The increase in net cash provided by operating activities in 2018 was caused by improving commodity prices and a 73% year-over-year increase in production, which was partially offset by an $26.7 million reduction in settled derivatives when compared to 2017. The decline in net cash provided by operating activities in 2017 was caused by a $57.8 million reduction in settled derivatives, which was partially offset by an 8% year-over-year increase in production and improved commodity prices when compared to 2016.
Cash Flows from Investing Activities
We had cash flows used in investing activities of $474.5 million, $119.2 million and $91.0 million during the years ended December 31, 2018, 2017 and 2016, respectively, primarily as a result of our capital expenditures for drilling, development and acquisition costs. The year-over-year increase in cash used in investing activities in 2018 was attributable to higher development spending and acquisitions, in particular our Salt Creek, Pivotal and W Energy acquisitions (see Note 3 to our financial statements). The year-over-year increase in cash used in investing activities in 2017 was attributable to higher oil and gas development activities.
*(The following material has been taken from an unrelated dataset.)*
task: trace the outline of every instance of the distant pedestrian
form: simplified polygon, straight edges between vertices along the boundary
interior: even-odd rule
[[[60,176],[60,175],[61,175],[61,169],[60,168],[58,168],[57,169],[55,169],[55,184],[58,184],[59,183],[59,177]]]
During 2018, 2017 and 2016 we added 31.2 (excluding already producing wells from acquisitions), 16.9 and 10.7 net wells to production, respectively.
Our cash flows used in investing activities reflects actual cash spending, which can lag several months from when the related costs were incurred. As a result, our actual cash spending is not always reflective of current levels of development activity. For instance, during the year ended December 31, 2018, our capitalized costs incurred, excluding non-cash consideration and purchase price adjustments used in our large acquisitions, for oil and natural gas properties (e.g. drilling and completion costs, acquisitions, and other capital expenditures) amounted to $519.3 million, while the actual cash spend in this regard amounted to $474.5 million.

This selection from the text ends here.